The Yellowstone Park bison herd in Yellowstone National Park is probably the oldest and largest public bison herd in the United States. Yellowstone is known for its geothermal activity and large mammals, especially elk, wolves, American bison, bears, pronghorns, moose and bighorn sheep. The Yellowstone Park bison herd was estimated in 2015 to be 4,900 bison The bison in the Yellowstone Park bison herd are American bison of the Plains bison subspecies. Yellowstone National Park may be the only location in the United States where free-ranging bison were never extirpated, since they continued to exist in the wild and were not re-introduced, as has been done in most other bison herd areas. Other large free-ranging, publicly controlled herds of bison in the United States include the Tallgrass Prairie Preserve in Kansas (2100 to 2600 animals), Wind Cave bison herd (approximately 350 animals), the Antelope Island bison herd (approximately 550 to 700 animals), the Henry Mountains bison herd in Utah (400 to 500 animals), and the National Bison Range herd near Flathead Lake, Montana (400 animals).
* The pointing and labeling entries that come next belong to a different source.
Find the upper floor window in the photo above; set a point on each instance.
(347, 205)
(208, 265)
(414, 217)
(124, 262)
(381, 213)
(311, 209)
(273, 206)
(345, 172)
The Yellowstone Park bison herd is divided into two sub-herds that are mostly isolated from each other. The Northern Range herd which numbers approximately 2300 individuals ranges from the northern park entrance near Gardiner, Montana through the Blacktail Plateau and into the Lamar Valley. The Central Interior herd, which numbers approximately 1400 individuals, ranges from the Madison River valley into the Hayden Valley and Upper and Lower Geyser Basins.